Now mind you, not any scone will do. It needs to be crisp on the outside, tender and flaky on the inside. Oh man, I am drooling just thinking about biting into one with butter or whipped cream slathered on each bite. Mmm. My husband took me away for our anniversary last weekend and the place we stayed had the most divine scones ever! I indulged in one both mornings, eating it painfully slow to make the goodness last. With us eating mostly grain-free, this has kind of curbed my traditional scone making habit. I made these when my niece, Sophia came to South Africa a couple of weeks ago. Now days I usually make the grain-free versions, but the real thing is my absolute favorite. In this recipe you will see the flours that I use. Traditionally, white flour is used and works perfectly in this recipe, but I prefer to use some healthier alternatives when using grains… just to up the health value a bit. You will notice that these are darker and they are a little heavier than the white flour version. Be looking for the grain-free scones coming soon.

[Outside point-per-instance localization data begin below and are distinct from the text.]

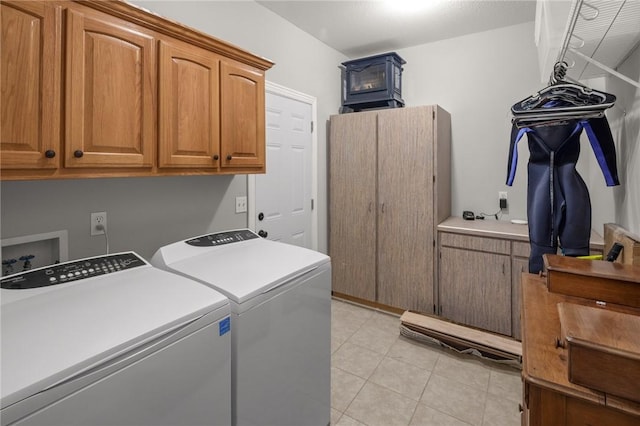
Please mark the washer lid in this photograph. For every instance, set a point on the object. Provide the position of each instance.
(52, 335)
(242, 270)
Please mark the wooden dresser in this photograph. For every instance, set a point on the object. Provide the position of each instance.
(550, 398)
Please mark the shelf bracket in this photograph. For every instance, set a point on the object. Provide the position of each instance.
(606, 68)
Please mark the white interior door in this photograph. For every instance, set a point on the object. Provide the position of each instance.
(282, 207)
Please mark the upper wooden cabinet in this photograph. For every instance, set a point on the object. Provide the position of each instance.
(243, 121)
(110, 83)
(30, 100)
(113, 90)
(189, 110)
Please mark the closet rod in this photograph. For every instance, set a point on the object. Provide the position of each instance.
(606, 68)
(569, 34)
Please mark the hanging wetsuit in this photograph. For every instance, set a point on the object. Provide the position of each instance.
(558, 205)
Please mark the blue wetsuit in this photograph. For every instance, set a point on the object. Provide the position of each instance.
(558, 205)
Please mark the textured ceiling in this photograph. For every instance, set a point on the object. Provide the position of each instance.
(360, 28)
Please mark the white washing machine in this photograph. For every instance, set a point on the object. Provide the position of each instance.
(111, 340)
(280, 298)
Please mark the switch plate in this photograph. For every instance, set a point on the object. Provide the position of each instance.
(241, 204)
(98, 218)
(502, 200)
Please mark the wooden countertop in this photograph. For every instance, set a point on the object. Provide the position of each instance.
(544, 364)
(500, 229)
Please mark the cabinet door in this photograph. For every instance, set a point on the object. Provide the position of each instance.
(405, 208)
(109, 93)
(30, 71)
(189, 125)
(243, 123)
(518, 266)
(475, 289)
(352, 204)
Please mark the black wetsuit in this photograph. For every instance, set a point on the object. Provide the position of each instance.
(558, 205)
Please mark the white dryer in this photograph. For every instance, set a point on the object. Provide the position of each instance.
(112, 340)
(280, 298)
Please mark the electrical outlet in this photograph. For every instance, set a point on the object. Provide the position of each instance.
(98, 218)
(241, 204)
(502, 199)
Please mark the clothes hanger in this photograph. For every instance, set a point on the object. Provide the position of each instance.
(565, 100)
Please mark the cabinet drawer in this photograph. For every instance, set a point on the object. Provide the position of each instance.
(521, 249)
(474, 243)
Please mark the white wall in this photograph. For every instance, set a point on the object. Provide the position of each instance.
(477, 78)
(624, 119)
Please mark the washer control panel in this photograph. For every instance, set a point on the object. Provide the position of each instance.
(72, 271)
(221, 238)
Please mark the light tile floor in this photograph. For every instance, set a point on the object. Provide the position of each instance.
(379, 377)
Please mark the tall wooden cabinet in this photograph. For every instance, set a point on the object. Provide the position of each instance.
(389, 187)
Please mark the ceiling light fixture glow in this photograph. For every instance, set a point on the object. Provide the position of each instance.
(409, 6)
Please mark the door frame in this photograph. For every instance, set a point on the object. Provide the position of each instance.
(283, 91)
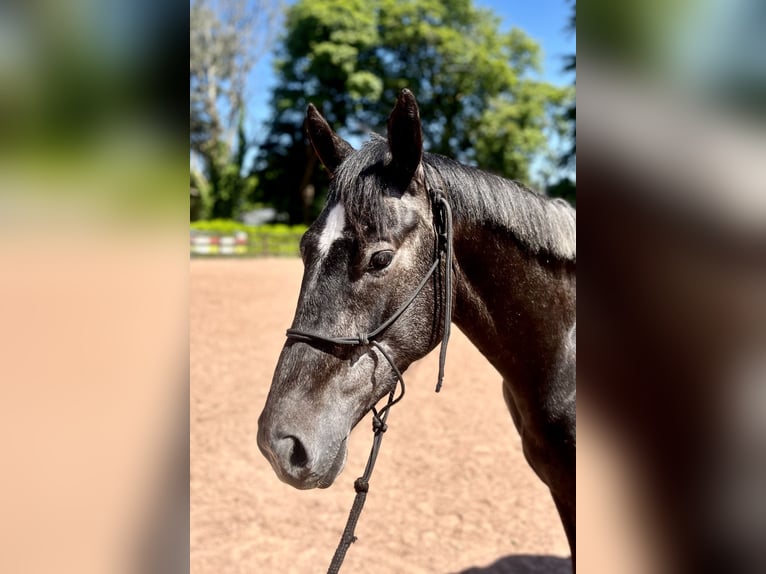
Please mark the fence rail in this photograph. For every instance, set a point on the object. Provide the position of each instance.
(243, 244)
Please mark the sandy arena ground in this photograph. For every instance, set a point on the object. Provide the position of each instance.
(451, 492)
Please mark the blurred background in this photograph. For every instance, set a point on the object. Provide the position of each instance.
(494, 82)
(94, 240)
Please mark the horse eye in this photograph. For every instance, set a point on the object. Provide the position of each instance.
(381, 260)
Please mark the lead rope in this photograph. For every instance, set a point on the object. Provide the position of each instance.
(443, 222)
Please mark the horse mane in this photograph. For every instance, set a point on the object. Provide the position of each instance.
(541, 224)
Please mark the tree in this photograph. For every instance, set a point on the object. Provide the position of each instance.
(352, 57)
(566, 187)
(226, 38)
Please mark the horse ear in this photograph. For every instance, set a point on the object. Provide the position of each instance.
(331, 149)
(405, 137)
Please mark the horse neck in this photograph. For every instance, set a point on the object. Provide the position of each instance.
(515, 306)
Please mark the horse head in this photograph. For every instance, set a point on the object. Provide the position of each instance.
(364, 258)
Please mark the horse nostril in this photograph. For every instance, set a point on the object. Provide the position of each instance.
(298, 456)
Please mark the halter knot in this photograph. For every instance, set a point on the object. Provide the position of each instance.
(378, 426)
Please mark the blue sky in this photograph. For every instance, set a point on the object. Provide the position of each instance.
(543, 20)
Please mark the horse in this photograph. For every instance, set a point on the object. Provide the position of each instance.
(373, 267)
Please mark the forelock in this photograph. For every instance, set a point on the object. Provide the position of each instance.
(361, 185)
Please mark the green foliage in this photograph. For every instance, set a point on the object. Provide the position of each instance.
(271, 239)
(230, 227)
(475, 86)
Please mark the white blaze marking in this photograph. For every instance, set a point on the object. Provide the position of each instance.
(333, 229)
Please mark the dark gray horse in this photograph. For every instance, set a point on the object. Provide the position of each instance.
(513, 290)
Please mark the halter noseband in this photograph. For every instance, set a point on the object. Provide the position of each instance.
(443, 222)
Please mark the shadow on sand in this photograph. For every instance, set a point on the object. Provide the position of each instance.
(525, 564)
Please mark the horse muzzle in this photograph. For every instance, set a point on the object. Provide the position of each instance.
(303, 462)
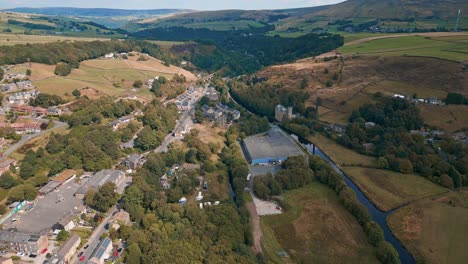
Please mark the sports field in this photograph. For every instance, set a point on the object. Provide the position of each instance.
(317, 229)
(452, 48)
(388, 189)
(434, 230)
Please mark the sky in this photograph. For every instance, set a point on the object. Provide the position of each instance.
(156, 4)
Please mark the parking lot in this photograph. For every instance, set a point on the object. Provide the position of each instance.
(47, 210)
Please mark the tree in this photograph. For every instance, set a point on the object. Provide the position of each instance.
(7, 181)
(76, 93)
(62, 235)
(62, 69)
(137, 84)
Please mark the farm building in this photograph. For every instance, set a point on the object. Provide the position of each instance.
(269, 148)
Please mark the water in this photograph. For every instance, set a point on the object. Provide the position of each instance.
(377, 215)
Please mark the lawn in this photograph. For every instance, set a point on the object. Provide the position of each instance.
(450, 118)
(317, 229)
(434, 230)
(388, 189)
(339, 154)
(412, 46)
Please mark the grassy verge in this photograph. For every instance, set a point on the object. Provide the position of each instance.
(317, 229)
(388, 189)
(434, 230)
(341, 155)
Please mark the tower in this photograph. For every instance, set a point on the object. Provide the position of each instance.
(457, 22)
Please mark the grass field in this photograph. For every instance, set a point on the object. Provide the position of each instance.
(388, 189)
(450, 118)
(434, 230)
(13, 39)
(317, 229)
(389, 88)
(341, 155)
(437, 47)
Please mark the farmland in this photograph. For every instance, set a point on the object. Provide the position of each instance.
(102, 77)
(434, 230)
(332, 235)
(388, 190)
(452, 48)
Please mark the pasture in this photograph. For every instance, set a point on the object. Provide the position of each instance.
(388, 189)
(434, 230)
(454, 48)
(317, 229)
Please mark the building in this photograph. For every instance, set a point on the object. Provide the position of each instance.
(22, 242)
(100, 178)
(283, 114)
(68, 250)
(4, 260)
(133, 161)
(102, 252)
(54, 111)
(66, 223)
(6, 164)
(22, 109)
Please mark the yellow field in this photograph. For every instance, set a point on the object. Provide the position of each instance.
(388, 189)
(450, 118)
(434, 230)
(13, 39)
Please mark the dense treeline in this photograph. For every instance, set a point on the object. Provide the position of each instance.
(261, 98)
(73, 52)
(383, 130)
(158, 121)
(238, 52)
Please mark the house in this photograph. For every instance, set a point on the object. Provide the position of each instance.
(337, 128)
(6, 164)
(68, 250)
(102, 252)
(121, 217)
(8, 87)
(4, 260)
(25, 85)
(283, 114)
(28, 243)
(133, 161)
(66, 223)
(54, 111)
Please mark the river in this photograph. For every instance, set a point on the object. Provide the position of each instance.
(377, 215)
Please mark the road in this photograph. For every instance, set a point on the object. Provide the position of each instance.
(94, 239)
(27, 137)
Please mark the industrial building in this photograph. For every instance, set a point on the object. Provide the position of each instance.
(270, 148)
(29, 243)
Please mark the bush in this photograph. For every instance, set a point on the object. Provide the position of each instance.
(62, 69)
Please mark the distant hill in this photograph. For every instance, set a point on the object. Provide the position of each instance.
(112, 18)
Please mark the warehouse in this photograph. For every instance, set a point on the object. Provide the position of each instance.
(270, 148)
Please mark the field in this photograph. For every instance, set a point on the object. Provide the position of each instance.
(102, 77)
(388, 189)
(341, 155)
(450, 118)
(317, 229)
(434, 230)
(13, 39)
(455, 48)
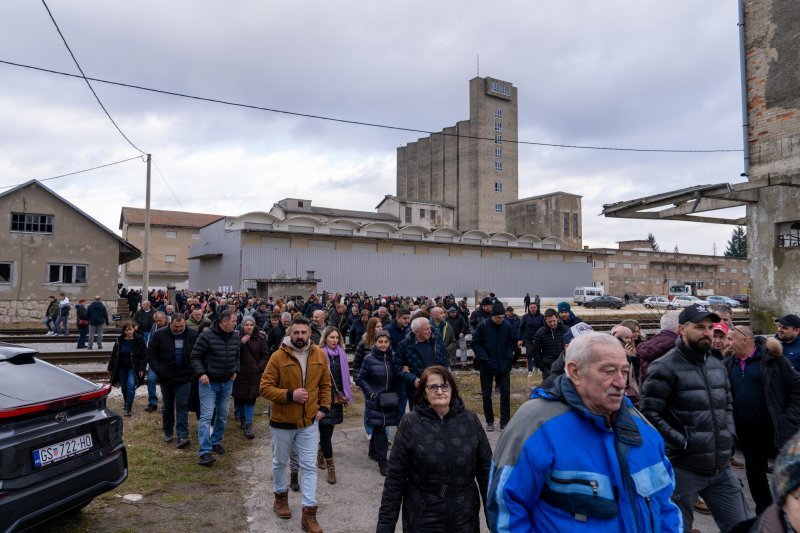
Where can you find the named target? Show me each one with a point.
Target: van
(584, 294)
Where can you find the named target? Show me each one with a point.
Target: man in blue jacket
(493, 344)
(579, 456)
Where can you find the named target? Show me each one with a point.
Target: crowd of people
(623, 434)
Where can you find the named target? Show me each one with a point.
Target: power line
(87, 79)
(76, 172)
(360, 123)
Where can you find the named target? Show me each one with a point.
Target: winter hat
(787, 469)
(577, 330)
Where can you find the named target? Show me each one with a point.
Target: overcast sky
(643, 74)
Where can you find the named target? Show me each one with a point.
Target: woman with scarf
(332, 345)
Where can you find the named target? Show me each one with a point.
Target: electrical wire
(368, 124)
(76, 172)
(87, 79)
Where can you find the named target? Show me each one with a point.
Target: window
(789, 235)
(32, 222)
(6, 272)
(66, 274)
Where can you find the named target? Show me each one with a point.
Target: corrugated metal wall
(416, 274)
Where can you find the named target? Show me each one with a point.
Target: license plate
(62, 450)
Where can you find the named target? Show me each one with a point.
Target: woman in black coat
(439, 453)
(253, 359)
(127, 364)
(376, 378)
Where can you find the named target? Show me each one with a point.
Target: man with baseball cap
(687, 397)
(789, 335)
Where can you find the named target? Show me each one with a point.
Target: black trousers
(503, 381)
(757, 445)
(325, 436)
(379, 443)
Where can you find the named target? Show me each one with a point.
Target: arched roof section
(343, 223)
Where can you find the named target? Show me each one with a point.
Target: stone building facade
(635, 267)
(772, 66)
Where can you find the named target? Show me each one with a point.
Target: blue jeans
(176, 409)
(152, 399)
(127, 382)
(215, 395)
(306, 441)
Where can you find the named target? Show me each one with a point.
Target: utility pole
(146, 251)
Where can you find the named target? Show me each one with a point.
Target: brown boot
(320, 459)
(281, 506)
(309, 520)
(331, 471)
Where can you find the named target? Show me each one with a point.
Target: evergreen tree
(653, 243)
(737, 245)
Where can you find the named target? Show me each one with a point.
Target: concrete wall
(773, 76)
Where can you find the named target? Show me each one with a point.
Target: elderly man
(415, 353)
(578, 456)
(168, 354)
(493, 344)
(297, 384)
(215, 360)
(687, 397)
(789, 335)
(766, 404)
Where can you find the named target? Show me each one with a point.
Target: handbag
(388, 399)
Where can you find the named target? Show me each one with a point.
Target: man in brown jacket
(297, 384)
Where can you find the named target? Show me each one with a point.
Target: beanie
(787, 469)
(498, 309)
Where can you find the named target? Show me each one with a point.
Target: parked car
(60, 445)
(716, 299)
(658, 302)
(743, 299)
(685, 300)
(606, 301)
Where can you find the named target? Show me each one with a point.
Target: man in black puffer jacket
(215, 360)
(168, 354)
(548, 343)
(687, 397)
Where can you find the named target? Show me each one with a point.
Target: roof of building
(557, 193)
(158, 217)
(341, 213)
(127, 251)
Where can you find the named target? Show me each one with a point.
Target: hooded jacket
(781, 388)
(687, 397)
(438, 472)
(216, 354)
(284, 374)
(609, 478)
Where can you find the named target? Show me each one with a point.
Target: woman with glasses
(379, 384)
(440, 462)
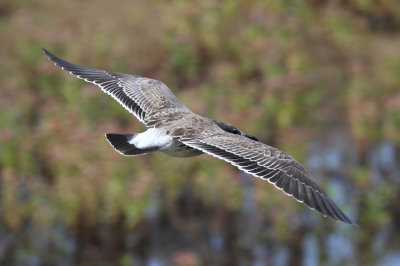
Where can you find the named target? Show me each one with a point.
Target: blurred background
(317, 79)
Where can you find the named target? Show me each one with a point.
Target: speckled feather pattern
(152, 102)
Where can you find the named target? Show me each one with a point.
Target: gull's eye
(235, 131)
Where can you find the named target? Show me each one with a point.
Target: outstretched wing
(141, 96)
(268, 163)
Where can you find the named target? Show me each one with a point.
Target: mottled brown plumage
(177, 131)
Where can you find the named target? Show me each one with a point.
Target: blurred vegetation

Typically, scones are served with Devonshire cream, whipped cream, butter and/or preserves. I kind of lean towards the salty side so I love them with butter and Devonshire cream. Terry likes jam and cream on each bite like a true British chap. Is your mouth watering yet?
3 cups white flour (I use: 1c spelt flour, 1c rolled oats, 1/2 c buckwheat, 1/2 c white flour)
3 tsp. baking powder (non-aluminum)
3/4 tsp. baking soda
3/4 tsp. pink salt
1 tsp. cinnamon
2 slightly mounded Tbl. sugar or xylitol sweetner
6-8 Tbl /100-115 g cold butter (it’s up to you)
3/4 cup milk- if using only white flour then you may need a bit more)
optional: 1/4 c mini chocolate chips
Preheat oven to 200C/400F. In a bowl or food processor combine all of the dry ingredients except the chocolate chips, If you are using the oats then you will need a food processor to process them into a flour. Bowl method: Mix all the dry ingredients together in a medium sized bowl. Cut in cold butter with a pastry blender or you can rub it in using your fingers until coarse crumbs. Food Processor method: put all the dry ingredients into the processor, except chocolate chips. Process until well combined and the oats, if using, are now a flour. Add chunks of cold butter. Process again until mixture is coarse crumbs. At this point both methods are the same. Put the crumbly mixture into a medium sized bowl if it has been in the food processor. Add chocolate chips, if using. Make a well in the center of mixture and add the milk all at once. Fold in the mixture with the milk, being careful not to over-mix the batter. This is the secret of flaky, tender scones. If you have chosen to do the mixed flour combinations then the mixture will be more dry. It just needs to be wet enough to hold together. Pour the mixture out onto a cookie sheet or pizza pan. Gather it into a inch thick flat round disk in the center of your pan. This can take some pressing because it is a more dry dough. Take a long knife and cut the flat circle of dough into fourths. Next cut each quarter into 3 wedges to equal a total of 12 wedge-shaped scones. Carefully, separate each wedge using a floured knife and a small spatula so that the scones are not touching each other. Keep dipping your knife in flour between cuts to separate the scones. Brush each scone with milk using a pastry brush. Bake for 12-15 minutes or until nicely browned. Remove from oven and use a spatula to carefully slide under each scone in case they stuck a bit from the milk that dripped when you brushed them before baking.
Enjoy with butter, whipped cream, jam, Devonshire cream and of course tea!
I know that this pan is old and rustic, but it is my traditional, well-used scone tray along with my grandmother’s teapot.
I hope you fall in love with this English tradition like I have. In our home it has always been a time to gather our family or friends together, have scones and tea, but most of all to enjoy time with each other.